Tuesday, October 28, 2014

TMI Tuesday Before Halloween

We haven’t gone totally ape with it, but we have decorated for Halloween. The decorations came together over time, not all in one day. Somehow, knowing this is the last time we’ll be decorating this particular house in this city, in this state, slows me down.

I should be rejoicing. It’s been a gorgeous October, and if this is the last time I’m seeing these colors in Colorado it’s because I’ll be back among friends and family in South Carolina. My last child will be out of high school and moving on in May. It’s time for the Next Thing—and that’s a good thing. 

It’s been a good eight years here inasmuch as we have grown children and published books to show for it, but my wife and I can’t afford to wait around here to die. Not so far from family and friends. We might as well be on a desert island out here. It’s pretty in Colorado, but lonely.
Along the easement up into Frontier Park, across the street and a couple of houses down from mine. Ideally, I won’t be here to see these colors this time next year.



Notice how hard I’m selling this to myself. Truth be told, I’ve always been resistant to change. I like my routine. To awaken, pour my coffee, come downstairs to the office, do the social media patrol, poke around at my latest book, maybe torture a blog post out of myself. It’s lonely, and it gets dull at times, but it’s what I’ve got. I’m trading what I know for...what?

There aren’t many basements in South Carolina. I’ll be working above ground for a change. I strongly suspect that, just as it was before I got married nearly 25 years ago and left the state, it’ll take major shaming or a bomb threat to get me out of the house to go visit those family and friends. Case in point: my roommate in 1990 had to shame me out of the house to go to the very party where I met my future wife. 

The temptation to lock myself up in a room and hide has always been strong with me. I’m well aware that if I don’t have close friends or any kind of meatspace social network after nearly eight years in Colorado, it’s my own fault.
Orange lights over my basement office window. After the New Year, I’ve got to depersonalize my office, along with the rest of the house, by way of staging it for sale. No more tchotchkes and knick-knacks on the shelves, and it would probably be a good idea to box up some of the more controversial books.
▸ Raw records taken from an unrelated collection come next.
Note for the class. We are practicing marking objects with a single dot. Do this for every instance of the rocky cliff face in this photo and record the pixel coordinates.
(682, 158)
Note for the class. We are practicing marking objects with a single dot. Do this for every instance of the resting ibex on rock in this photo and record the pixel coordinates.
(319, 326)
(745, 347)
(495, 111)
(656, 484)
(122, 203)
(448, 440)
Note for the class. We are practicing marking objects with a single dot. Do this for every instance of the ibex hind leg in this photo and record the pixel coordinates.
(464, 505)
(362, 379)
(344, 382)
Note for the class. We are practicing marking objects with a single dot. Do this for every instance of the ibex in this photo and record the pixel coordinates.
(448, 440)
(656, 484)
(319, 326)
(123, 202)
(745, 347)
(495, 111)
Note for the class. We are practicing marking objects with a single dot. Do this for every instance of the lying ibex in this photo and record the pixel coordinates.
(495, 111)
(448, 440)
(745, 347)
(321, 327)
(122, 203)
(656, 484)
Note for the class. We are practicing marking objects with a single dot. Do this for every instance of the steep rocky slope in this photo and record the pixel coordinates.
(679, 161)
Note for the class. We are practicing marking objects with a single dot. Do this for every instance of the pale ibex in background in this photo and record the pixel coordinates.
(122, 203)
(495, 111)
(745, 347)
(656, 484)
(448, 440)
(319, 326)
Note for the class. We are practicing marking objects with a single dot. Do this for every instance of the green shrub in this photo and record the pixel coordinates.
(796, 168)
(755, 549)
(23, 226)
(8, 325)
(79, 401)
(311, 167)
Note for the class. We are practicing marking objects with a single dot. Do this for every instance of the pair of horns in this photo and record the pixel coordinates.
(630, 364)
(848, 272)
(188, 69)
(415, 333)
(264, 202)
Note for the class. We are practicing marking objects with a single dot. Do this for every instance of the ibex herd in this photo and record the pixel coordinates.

So, I’m going to call upon stronger things than my personal pathology. It’s already taking everything I have to get Act One of my third book out of the way, while rewriting Bleeding Kansas for the Ultimate Edition, and to maintain consistency of tone on a series I’ve been working on for nearly three years now.

I need to get The Saga of the Dead Silencer behind me. I need to be on to the Next Thing.

Meanwhile, there’s the here and now. With Halloween on a Friday, Friday will be here before we know it. My son will be playing his last football game of the regular season that night, so I’ll miss the last half of trick-or-treating. Not that anyone has been stopping by after 7:30 p.m. over the last couple of years; it’s been mostly small children. Which is good. I’ll take a neighborhood full of small children over one filled with surly and disaffected teenagers any year of my life.

To think my son went to that elementary school on the east side of Frontier Park. Now he plays his last few games of varsity football for Rampart High and...what?

One thing at a time, I keep telling myself. This change is necessary. This change is good.

No, really. We need to be somewhere else this time next year, filling our Halloween candy bowl in another neighborhood, in another state, far away from where we raised our children, but closer to the people who care about us. 

Why is this so hard?
Along the greenbelt north of my house. I’ve got to pick a path. Can’t stand here forever.